Crazy thought: what if we had first-class place expressions in the language?
&(mut) currently enjoys a very special status. You can turn &struct into &struct.field, which is a map &'a Struct -> &'a Field, but it is impossible to express that map in the language. If we wanted to make it a function, what would it even act on? Similarly, it's impossible to express its basic constructor t -> &t as a function T -> &'a T. It doesn't act on a value, it acts on a place expression.
This built-in magic behaviour is desirable for other smart pointers, but currently cannot be ergonomically and safely expressed in the language.
What if there was some opaque compiler-provided place expression object, which could be passed around in user code? A place expression to an object of type T could implement some trait Place<T>.
In its object form dyn Place<T> it would basically be represented as a pointer *mut T, with the distinction that we would know that it's in "dereferenced" form. In other words, place: *const dyn Place<T> is just *const T with the known type T and no dyn metadata (similarly, place: *mut dyn Place<T> is just *mut T).
In the compile-time generic parameter form fn foo<P: Place<T>>(place: P, ..) the place would carry compiler-provided metadata, which would allow a richer API. A place would know its provenance, so that we could check that e.g. field_place is really a place to a field in struct_place. Perhaps it should be possible to go from a field place to its parent struct place. This would allow to avoid dealing with explicit offsets of fields in structs in order to perform that operation.

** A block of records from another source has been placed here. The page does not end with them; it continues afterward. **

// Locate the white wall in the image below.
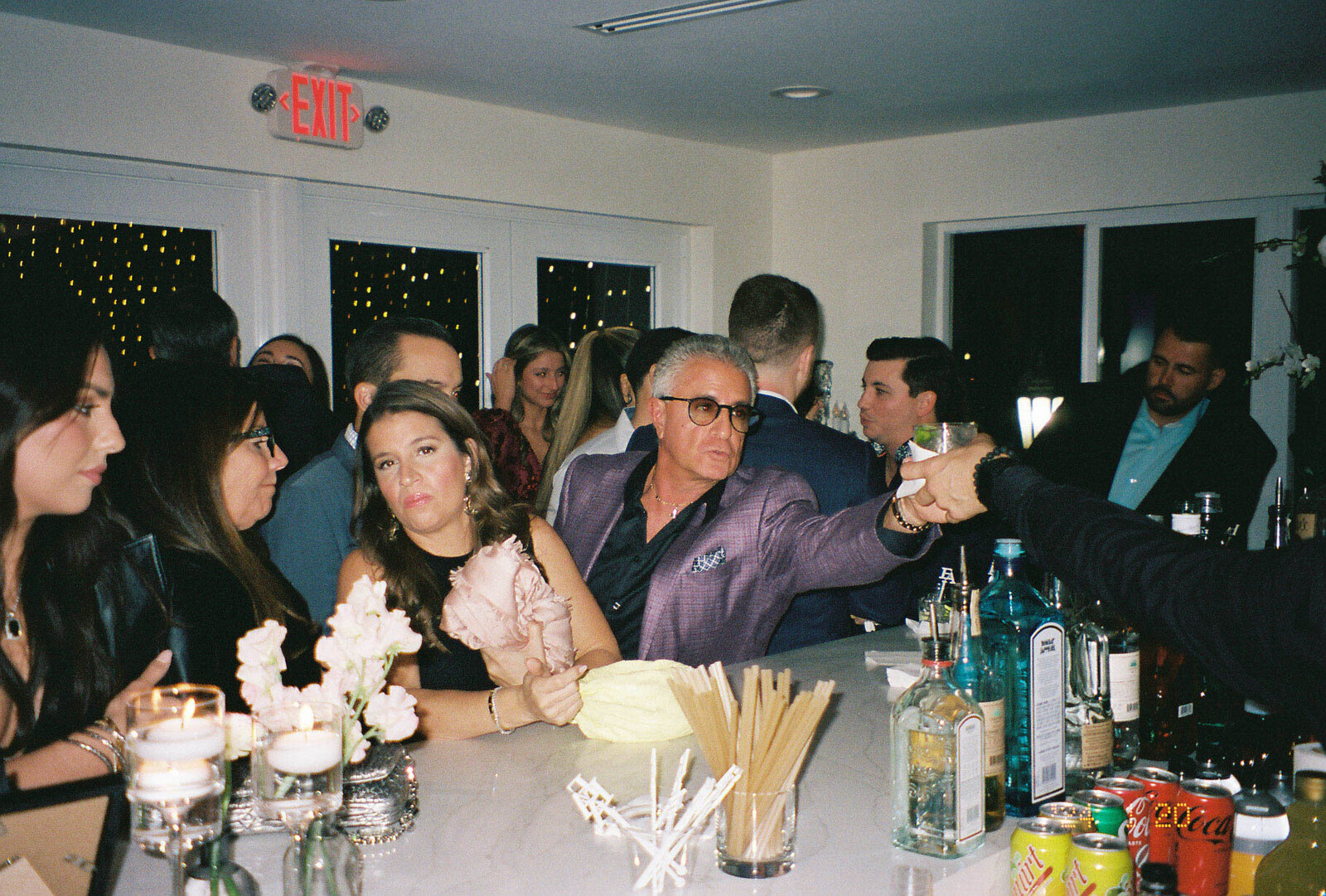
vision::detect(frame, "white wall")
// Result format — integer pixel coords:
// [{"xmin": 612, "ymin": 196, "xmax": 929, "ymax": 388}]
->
[
  {"xmin": 0, "ymin": 15, "xmax": 771, "ymax": 337},
  {"xmin": 773, "ymin": 91, "xmax": 1326, "ymax": 402}
]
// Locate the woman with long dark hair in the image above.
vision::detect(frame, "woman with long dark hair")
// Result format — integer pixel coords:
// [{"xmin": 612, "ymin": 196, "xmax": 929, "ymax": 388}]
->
[
  {"xmin": 110, "ymin": 362, "xmax": 320, "ymax": 710},
  {"xmin": 0, "ymin": 297, "xmax": 170, "ymax": 788},
  {"xmin": 340, "ymin": 380, "xmax": 621, "ymax": 739},
  {"xmin": 535, "ymin": 326, "xmax": 641, "ymax": 520},
  {"xmin": 475, "ymin": 323, "xmax": 570, "ymax": 501}
]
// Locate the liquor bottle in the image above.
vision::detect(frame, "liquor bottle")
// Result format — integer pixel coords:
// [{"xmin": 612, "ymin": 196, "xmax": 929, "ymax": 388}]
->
[
  {"xmin": 1253, "ymin": 772, "xmax": 1326, "ymax": 896},
  {"xmin": 953, "ymin": 547, "xmax": 1004, "ymax": 832},
  {"xmin": 1266, "ymin": 476, "xmax": 1295, "ymax": 550},
  {"xmin": 1140, "ymin": 500, "xmax": 1202, "ymax": 763},
  {"xmin": 1045, "ymin": 575, "xmax": 1114, "ymax": 794},
  {"xmin": 893, "ymin": 637, "xmax": 985, "ymax": 859},
  {"xmin": 1085, "ymin": 595, "xmax": 1142, "ymax": 770},
  {"xmin": 980, "ymin": 538, "xmax": 1067, "ymax": 816}
]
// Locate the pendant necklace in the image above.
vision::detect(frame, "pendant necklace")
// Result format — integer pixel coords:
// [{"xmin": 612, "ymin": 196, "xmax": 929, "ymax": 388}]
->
[
  {"xmin": 4, "ymin": 600, "xmax": 22, "ymax": 642},
  {"xmin": 650, "ymin": 472, "xmax": 685, "ymax": 520}
]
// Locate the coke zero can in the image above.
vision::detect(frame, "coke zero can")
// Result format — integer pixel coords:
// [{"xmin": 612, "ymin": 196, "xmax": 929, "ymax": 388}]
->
[
  {"xmin": 1178, "ymin": 781, "xmax": 1235, "ymax": 896},
  {"xmin": 1096, "ymin": 778, "xmax": 1151, "ymax": 885},
  {"xmin": 1129, "ymin": 765, "xmax": 1178, "ymax": 865}
]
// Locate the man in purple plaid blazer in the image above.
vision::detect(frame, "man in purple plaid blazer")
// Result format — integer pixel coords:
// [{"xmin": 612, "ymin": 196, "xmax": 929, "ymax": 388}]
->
[{"xmin": 555, "ymin": 336, "xmax": 935, "ymax": 666}]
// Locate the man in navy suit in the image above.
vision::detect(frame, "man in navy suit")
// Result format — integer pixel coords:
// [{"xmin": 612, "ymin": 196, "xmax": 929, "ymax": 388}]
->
[{"xmin": 728, "ymin": 274, "xmax": 882, "ymax": 653}]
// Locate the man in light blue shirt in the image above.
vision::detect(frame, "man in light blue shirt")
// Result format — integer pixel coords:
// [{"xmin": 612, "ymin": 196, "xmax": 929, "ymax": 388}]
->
[{"xmin": 1026, "ymin": 311, "xmax": 1275, "ymax": 543}]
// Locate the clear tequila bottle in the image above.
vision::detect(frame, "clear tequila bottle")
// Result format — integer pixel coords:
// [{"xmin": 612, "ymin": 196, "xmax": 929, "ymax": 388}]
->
[
  {"xmin": 1045, "ymin": 577, "xmax": 1114, "ymax": 792},
  {"xmin": 1086, "ymin": 597, "xmax": 1142, "ymax": 770},
  {"xmin": 893, "ymin": 637, "xmax": 985, "ymax": 859},
  {"xmin": 953, "ymin": 549, "xmax": 1005, "ymax": 831},
  {"xmin": 981, "ymin": 538, "xmax": 1067, "ymax": 816}
]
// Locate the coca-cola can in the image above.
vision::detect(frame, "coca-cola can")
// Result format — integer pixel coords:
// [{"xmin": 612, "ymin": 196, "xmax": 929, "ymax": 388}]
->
[
  {"xmin": 1129, "ymin": 765, "xmax": 1180, "ymax": 865},
  {"xmin": 1178, "ymin": 781, "xmax": 1235, "ymax": 896},
  {"xmin": 1096, "ymin": 778, "xmax": 1151, "ymax": 888}
]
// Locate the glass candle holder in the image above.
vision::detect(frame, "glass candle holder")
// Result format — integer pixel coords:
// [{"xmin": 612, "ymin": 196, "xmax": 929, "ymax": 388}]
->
[{"xmin": 124, "ymin": 684, "xmax": 225, "ymax": 894}]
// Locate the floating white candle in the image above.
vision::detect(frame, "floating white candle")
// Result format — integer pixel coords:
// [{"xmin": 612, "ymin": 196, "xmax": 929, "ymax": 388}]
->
[
  {"xmin": 263, "ymin": 729, "xmax": 341, "ymax": 774},
  {"xmin": 130, "ymin": 759, "xmax": 221, "ymax": 803},
  {"xmin": 128, "ymin": 719, "xmax": 225, "ymax": 762}
]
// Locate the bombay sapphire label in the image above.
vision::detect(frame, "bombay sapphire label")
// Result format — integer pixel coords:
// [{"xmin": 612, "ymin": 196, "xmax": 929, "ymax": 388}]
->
[
  {"xmin": 955, "ymin": 713, "xmax": 985, "ymax": 843},
  {"xmin": 1028, "ymin": 622, "xmax": 1066, "ymax": 803}
]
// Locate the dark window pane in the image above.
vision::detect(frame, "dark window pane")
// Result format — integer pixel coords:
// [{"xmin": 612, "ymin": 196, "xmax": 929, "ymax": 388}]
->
[
  {"xmin": 539, "ymin": 259, "xmax": 654, "ymax": 351},
  {"xmin": 1289, "ymin": 208, "xmax": 1326, "ymax": 491},
  {"xmin": 0, "ymin": 215, "xmax": 216, "ymax": 374},
  {"xmin": 1101, "ymin": 219, "xmax": 1256, "ymax": 407},
  {"xmin": 952, "ymin": 225, "xmax": 1083, "ymax": 445},
  {"xmin": 332, "ymin": 240, "xmax": 480, "ymax": 418}
]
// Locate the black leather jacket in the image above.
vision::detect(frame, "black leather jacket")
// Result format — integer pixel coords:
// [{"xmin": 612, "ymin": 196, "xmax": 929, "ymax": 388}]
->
[{"xmin": 97, "ymin": 534, "xmax": 321, "ymax": 712}]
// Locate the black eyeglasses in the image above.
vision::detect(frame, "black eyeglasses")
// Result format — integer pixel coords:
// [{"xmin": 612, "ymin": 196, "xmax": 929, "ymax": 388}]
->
[
  {"xmin": 235, "ymin": 427, "xmax": 276, "ymax": 458},
  {"xmin": 659, "ymin": 395, "xmax": 761, "ymax": 432}
]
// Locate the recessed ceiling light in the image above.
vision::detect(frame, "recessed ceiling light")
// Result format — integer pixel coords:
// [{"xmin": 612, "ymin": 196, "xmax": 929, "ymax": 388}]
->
[
  {"xmin": 577, "ymin": 0, "xmax": 796, "ymax": 35},
  {"xmin": 769, "ymin": 84, "xmax": 833, "ymax": 99}
]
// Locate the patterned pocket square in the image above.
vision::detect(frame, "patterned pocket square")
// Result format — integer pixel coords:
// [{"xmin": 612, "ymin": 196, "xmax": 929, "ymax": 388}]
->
[{"xmin": 691, "ymin": 547, "xmax": 728, "ymax": 573}]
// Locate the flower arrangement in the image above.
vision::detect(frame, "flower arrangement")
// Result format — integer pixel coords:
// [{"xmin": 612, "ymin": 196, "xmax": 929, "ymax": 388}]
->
[
  {"xmin": 1245, "ymin": 162, "xmax": 1326, "ymax": 389},
  {"xmin": 236, "ymin": 575, "xmax": 423, "ymax": 762}
]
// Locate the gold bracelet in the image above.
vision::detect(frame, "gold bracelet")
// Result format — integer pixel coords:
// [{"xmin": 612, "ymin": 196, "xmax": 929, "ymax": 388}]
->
[
  {"xmin": 65, "ymin": 737, "xmax": 119, "ymax": 774},
  {"xmin": 488, "ymin": 686, "xmax": 515, "ymax": 734},
  {"xmin": 888, "ymin": 496, "xmax": 931, "ymax": 534},
  {"xmin": 78, "ymin": 723, "xmax": 124, "ymax": 768}
]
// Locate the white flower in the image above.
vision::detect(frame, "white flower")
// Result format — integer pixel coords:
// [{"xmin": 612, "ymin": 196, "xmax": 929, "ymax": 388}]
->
[
  {"xmin": 363, "ymin": 684, "xmax": 419, "ymax": 741},
  {"xmin": 225, "ymin": 713, "xmax": 254, "ymax": 762},
  {"xmin": 235, "ymin": 619, "xmax": 285, "ymax": 671}
]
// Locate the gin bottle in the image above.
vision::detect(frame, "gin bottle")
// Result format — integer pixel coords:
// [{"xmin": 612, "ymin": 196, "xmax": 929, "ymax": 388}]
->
[
  {"xmin": 1086, "ymin": 597, "xmax": 1142, "ymax": 770},
  {"xmin": 980, "ymin": 538, "xmax": 1067, "ymax": 816},
  {"xmin": 953, "ymin": 547, "xmax": 1005, "ymax": 831},
  {"xmin": 893, "ymin": 637, "xmax": 985, "ymax": 859},
  {"xmin": 1045, "ymin": 577, "xmax": 1114, "ymax": 792}
]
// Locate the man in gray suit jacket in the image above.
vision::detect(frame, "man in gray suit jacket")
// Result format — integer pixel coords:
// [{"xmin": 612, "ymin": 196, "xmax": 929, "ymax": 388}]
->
[
  {"xmin": 263, "ymin": 317, "xmax": 460, "ymax": 624},
  {"xmin": 555, "ymin": 336, "xmax": 935, "ymax": 664}
]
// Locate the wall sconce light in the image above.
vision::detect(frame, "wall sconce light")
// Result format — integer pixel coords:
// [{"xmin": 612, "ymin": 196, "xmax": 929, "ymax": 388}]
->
[{"xmin": 1017, "ymin": 354, "xmax": 1063, "ymax": 448}]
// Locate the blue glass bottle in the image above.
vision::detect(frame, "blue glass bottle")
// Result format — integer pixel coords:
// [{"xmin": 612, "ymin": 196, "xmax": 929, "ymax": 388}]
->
[{"xmin": 981, "ymin": 538, "xmax": 1067, "ymax": 816}]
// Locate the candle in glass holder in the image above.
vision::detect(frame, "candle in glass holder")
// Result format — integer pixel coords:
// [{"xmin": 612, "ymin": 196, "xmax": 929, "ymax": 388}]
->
[
  {"xmin": 130, "ymin": 716, "xmax": 225, "ymax": 762},
  {"xmin": 264, "ymin": 728, "xmax": 341, "ymax": 774}
]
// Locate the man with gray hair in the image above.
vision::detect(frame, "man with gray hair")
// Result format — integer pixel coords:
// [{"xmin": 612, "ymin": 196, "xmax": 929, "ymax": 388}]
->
[{"xmin": 555, "ymin": 336, "xmax": 935, "ymax": 666}]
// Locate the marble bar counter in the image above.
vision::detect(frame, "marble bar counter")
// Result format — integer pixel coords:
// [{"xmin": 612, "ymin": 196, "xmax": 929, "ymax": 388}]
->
[{"xmin": 115, "ymin": 627, "xmax": 1014, "ymax": 896}]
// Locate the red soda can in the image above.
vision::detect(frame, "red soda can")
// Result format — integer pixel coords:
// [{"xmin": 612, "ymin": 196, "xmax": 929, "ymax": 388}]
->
[
  {"xmin": 1178, "ymin": 781, "xmax": 1235, "ymax": 896},
  {"xmin": 1096, "ymin": 778, "xmax": 1151, "ymax": 888},
  {"xmin": 1129, "ymin": 765, "xmax": 1178, "ymax": 865}
]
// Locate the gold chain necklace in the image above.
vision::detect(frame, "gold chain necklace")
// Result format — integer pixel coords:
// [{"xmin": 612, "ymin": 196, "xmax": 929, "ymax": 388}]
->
[{"xmin": 646, "ymin": 471, "xmax": 685, "ymax": 520}]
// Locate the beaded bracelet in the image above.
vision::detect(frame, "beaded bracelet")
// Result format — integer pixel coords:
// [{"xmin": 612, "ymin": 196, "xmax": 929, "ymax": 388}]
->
[
  {"xmin": 65, "ymin": 737, "xmax": 119, "ymax": 774},
  {"xmin": 488, "ymin": 688, "xmax": 515, "ymax": 734},
  {"xmin": 78, "ymin": 723, "xmax": 124, "ymax": 768},
  {"xmin": 888, "ymin": 497, "xmax": 933, "ymax": 534},
  {"xmin": 972, "ymin": 448, "xmax": 1017, "ymax": 507}
]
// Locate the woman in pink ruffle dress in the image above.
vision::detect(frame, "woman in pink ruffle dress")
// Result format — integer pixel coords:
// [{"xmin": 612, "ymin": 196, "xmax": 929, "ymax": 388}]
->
[{"xmin": 340, "ymin": 380, "xmax": 621, "ymax": 739}]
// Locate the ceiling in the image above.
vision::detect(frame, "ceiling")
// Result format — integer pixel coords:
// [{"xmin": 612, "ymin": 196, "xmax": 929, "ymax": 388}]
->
[{"xmin": 0, "ymin": 0, "xmax": 1326, "ymax": 153}]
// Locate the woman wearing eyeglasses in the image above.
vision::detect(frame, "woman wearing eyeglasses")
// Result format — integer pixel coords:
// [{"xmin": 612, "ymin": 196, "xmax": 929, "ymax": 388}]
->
[{"xmin": 110, "ymin": 362, "xmax": 320, "ymax": 710}]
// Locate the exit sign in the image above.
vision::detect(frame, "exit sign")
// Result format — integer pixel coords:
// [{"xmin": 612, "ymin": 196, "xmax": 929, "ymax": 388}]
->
[{"xmin": 267, "ymin": 69, "xmax": 363, "ymax": 150}]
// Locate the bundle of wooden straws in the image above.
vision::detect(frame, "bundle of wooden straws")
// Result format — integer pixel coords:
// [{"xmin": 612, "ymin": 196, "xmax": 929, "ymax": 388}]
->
[{"xmin": 671, "ymin": 663, "xmax": 834, "ymax": 861}]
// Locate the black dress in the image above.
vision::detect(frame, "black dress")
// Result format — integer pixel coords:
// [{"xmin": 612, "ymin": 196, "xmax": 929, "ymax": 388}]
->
[{"xmin": 416, "ymin": 554, "xmax": 497, "ymax": 690}]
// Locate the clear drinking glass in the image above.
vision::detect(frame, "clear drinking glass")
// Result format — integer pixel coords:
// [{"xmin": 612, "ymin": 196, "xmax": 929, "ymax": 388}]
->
[
  {"xmin": 912, "ymin": 423, "xmax": 976, "ymax": 454},
  {"xmin": 718, "ymin": 785, "xmax": 797, "ymax": 878},
  {"xmin": 124, "ymin": 684, "xmax": 225, "ymax": 896}
]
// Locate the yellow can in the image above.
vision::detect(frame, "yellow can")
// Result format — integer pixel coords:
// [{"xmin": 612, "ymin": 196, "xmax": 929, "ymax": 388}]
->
[
  {"xmin": 1063, "ymin": 834, "xmax": 1134, "ymax": 896},
  {"xmin": 1010, "ymin": 818, "xmax": 1072, "ymax": 896}
]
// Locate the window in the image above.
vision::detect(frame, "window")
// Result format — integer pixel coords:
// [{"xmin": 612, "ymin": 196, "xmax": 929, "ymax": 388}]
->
[
  {"xmin": 539, "ymin": 259, "xmax": 654, "ymax": 351},
  {"xmin": 923, "ymin": 193, "xmax": 1326, "ymax": 545},
  {"xmin": 0, "ymin": 215, "xmax": 214, "ymax": 371}
]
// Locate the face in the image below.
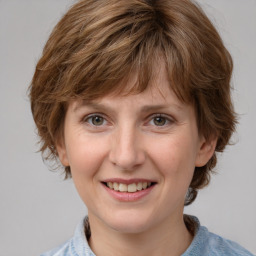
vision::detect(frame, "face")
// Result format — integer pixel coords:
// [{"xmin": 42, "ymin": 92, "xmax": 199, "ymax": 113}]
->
[{"xmin": 57, "ymin": 63, "xmax": 214, "ymax": 233}]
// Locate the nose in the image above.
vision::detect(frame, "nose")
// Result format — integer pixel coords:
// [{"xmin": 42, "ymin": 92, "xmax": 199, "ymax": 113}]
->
[{"xmin": 109, "ymin": 127, "xmax": 146, "ymax": 171}]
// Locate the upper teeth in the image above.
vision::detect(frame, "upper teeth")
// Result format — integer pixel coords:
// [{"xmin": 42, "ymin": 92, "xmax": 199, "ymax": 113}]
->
[{"xmin": 107, "ymin": 182, "xmax": 151, "ymax": 192}]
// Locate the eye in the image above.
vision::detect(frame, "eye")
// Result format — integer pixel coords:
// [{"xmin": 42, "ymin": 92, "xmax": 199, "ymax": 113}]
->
[
  {"xmin": 149, "ymin": 114, "xmax": 173, "ymax": 127},
  {"xmin": 85, "ymin": 115, "xmax": 106, "ymax": 126},
  {"xmin": 153, "ymin": 116, "xmax": 167, "ymax": 126}
]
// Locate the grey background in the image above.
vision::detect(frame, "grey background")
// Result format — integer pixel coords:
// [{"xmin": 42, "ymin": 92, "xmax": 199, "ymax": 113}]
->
[{"xmin": 0, "ymin": 0, "xmax": 256, "ymax": 256}]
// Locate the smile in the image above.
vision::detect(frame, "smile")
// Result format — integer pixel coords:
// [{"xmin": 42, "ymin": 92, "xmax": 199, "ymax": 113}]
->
[{"xmin": 104, "ymin": 182, "xmax": 154, "ymax": 193}]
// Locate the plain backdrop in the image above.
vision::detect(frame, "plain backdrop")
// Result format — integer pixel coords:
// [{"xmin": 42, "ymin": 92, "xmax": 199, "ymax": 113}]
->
[{"xmin": 0, "ymin": 0, "xmax": 256, "ymax": 256}]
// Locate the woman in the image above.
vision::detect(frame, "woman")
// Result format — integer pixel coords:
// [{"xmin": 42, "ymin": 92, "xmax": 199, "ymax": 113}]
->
[{"xmin": 30, "ymin": 0, "xmax": 252, "ymax": 256}]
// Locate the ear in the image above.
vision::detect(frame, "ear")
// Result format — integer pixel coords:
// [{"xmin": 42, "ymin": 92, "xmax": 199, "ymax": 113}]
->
[
  {"xmin": 56, "ymin": 139, "xmax": 69, "ymax": 166},
  {"xmin": 195, "ymin": 136, "xmax": 218, "ymax": 167}
]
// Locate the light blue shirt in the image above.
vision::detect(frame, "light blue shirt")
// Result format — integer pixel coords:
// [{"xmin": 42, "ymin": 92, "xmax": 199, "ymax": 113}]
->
[{"xmin": 41, "ymin": 217, "xmax": 253, "ymax": 256}]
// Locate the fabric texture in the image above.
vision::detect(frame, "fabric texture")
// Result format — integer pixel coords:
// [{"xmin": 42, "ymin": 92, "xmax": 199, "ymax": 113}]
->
[{"xmin": 40, "ymin": 217, "xmax": 254, "ymax": 256}]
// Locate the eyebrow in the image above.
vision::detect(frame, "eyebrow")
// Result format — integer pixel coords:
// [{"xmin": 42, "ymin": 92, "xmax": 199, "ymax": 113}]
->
[{"xmin": 74, "ymin": 100, "xmax": 182, "ymax": 113}]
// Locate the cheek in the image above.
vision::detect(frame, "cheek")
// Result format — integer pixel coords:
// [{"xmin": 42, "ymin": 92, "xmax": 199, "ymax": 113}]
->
[
  {"xmin": 67, "ymin": 136, "xmax": 106, "ymax": 179},
  {"xmin": 147, "ymin": 136, "xmax": 196, "ymax": 179}
]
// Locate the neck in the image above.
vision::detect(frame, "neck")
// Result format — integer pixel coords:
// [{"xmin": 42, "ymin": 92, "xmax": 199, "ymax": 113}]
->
[{"xmin": 89, "ymin": 216, "xmax": 193, "ymax": 256}]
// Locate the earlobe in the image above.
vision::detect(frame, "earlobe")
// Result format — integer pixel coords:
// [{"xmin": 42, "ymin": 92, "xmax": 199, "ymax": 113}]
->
[
  {"xmin": 56, "ymin": 141, "xmax": 69, "ymax": 166},
  {"xmin": 195, "ymin": 136, "xmax": 217, "ymax": 167}
]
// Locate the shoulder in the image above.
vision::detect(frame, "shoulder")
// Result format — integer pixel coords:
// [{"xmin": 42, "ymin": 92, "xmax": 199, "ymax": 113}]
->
[
  {"xmin": 40, "ymin": 240, "xmax": 70, "ymax": 256},
  {"xmin": 202, "ymin": 227, "xmax": 253, "ymax": 256},
  {"xmin": 40, "ymin": 218, "xmax": 95, "ymax": 256},
  {"xmin": 183, "ymin": 217, "xmax": 253, "ymax": 256}
]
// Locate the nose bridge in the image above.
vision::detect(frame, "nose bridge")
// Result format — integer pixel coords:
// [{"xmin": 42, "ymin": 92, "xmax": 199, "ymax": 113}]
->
[{"xmin": 110, "ymin": 123, "xmax": 145, "ymax": 170}]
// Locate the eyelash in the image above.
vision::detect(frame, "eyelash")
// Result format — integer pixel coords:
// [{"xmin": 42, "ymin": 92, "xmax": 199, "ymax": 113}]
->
[
  {"xmin": 149, "ymin": 114, "xmax": 174, "ymax": 127},
  {"xmin": 82, "ymin": 113, "xmax": 174, "ymax": 128},
  {"xmin": 82, "ymin": 113, "xmax": 107, "ymax": 127}
]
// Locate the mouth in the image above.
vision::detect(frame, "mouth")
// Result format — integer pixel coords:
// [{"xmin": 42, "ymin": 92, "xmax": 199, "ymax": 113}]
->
[{"xmin": 102, "ymin": 181, "xmax": 156, "ymax": 193}]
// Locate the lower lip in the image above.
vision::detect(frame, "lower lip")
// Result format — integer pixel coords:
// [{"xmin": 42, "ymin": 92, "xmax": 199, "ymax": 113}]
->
[{"xmin": 102, "ymin": 184, "xmax": 155, "ymax": 202}]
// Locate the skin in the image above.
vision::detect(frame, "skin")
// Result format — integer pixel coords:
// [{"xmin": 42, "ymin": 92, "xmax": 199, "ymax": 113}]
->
[{"xmin": 57, "ymin": 62, "xmax": 216, "ymax": 256}]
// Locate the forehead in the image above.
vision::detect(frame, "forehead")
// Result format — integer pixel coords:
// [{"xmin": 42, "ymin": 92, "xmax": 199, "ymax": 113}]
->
[{"xmin": 72, "ymin": 65, "xmax": 186, "ymax": 111}]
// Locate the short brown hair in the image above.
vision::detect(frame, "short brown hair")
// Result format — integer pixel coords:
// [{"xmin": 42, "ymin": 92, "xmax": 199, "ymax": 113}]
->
[{"xmin": 30, "ymin": 0, "xmax": 236, "ymax": 205}]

A smart pointer type, e.g. Ref<Struct>, would be able to provide the place of its contained data, i.e. a mapping impl Place<Ref<Struct>> -> impl Place<Struct> (it would basically just return the dereferenced inner pointer, as a place). Given s: Place<Struct>, we can get s.f: Place<Field>, which can be passed into
Ref::restrict(self: impl Place<Ref<Struct>>, field: impl Place<Field>) -> impl Place<Ref<Field>>
The instance of Ref can be recovered by converting place expression into a value expression, as usual. But if so desired, you could convert &Ref<Struct> into &Ref<Field> with the same function and a referencing.
Since the compiler has full information about both places, it can check that field is really a place in the inner struct and not just some stray pointer. This means that the restriction function can be entirely safe. With a pointer-based or offset-based definition of restrict, I just don't see a way to make a safe API.
Composability becomes easy. To turn Ref<MaybeUninit<Struct>> into Ref<MaybeUninit<Field>>, we first extract the place of the field via
Place<Ref<MaybeUninit<Struct>>> -> Place<MaybeUninit<Struct>> -> Place<Struct> -> Place<Field>
We get the required instance of Ref<MaybeUninit<Field>> by spinning that process in reverse with restrict functions, i.e.
MaybeUninit::restrict(impl Place<MaybeUninit<Struct>>, impl Place<Field>) -> impl Place<MaybeUninit<Field>>
Ref::restrict(impl Place<Ref<MaybeUninit<Struct>>>, impl Place<MaybeUninit<Field>>) -> impl Place<Ref<MaybeUninit<Field>>>
The last line is valid since we track the place provenance, and so we know that the given field: Place<MaybeUninit<Field>> is really a place within struct: Place<MaybeUninit<Struct>>. Also note that you can't turn impl Place<Struct> into e.g. RefMut<Struct>, since RefMut doesn't provide a corresponding constructor, and the RefMut::restrict method requires already having a valid RefMut to restrict.
First-class place expressions would also be able to solve many (most? all?) cases of proliferation of get/get_mut or iter/iter_mut methods, which really don't care about the mutability, and can be essentially generated by a macro. With first-class place expression, we would have a function
fn get_place(self: impl Place<[T]>, n: usize) -> impl Place<T>
which computes the resulting place directly operating on the places of the slice (currently all operations differ only in pervasive const/mut dichotomy). Similarly, we would have
fn iter_place(self: impl Place<[T]>) -> impl Iterator<Item=impl Place<T>>
and the end-user would choose the desired value iterator by applying the corresponding smart pointer constructor. It could be &T or &mut T iterators as usual, but also *const T, Option<&T> or even &MaybeUninit<T>, if some unsafe trickery requires it.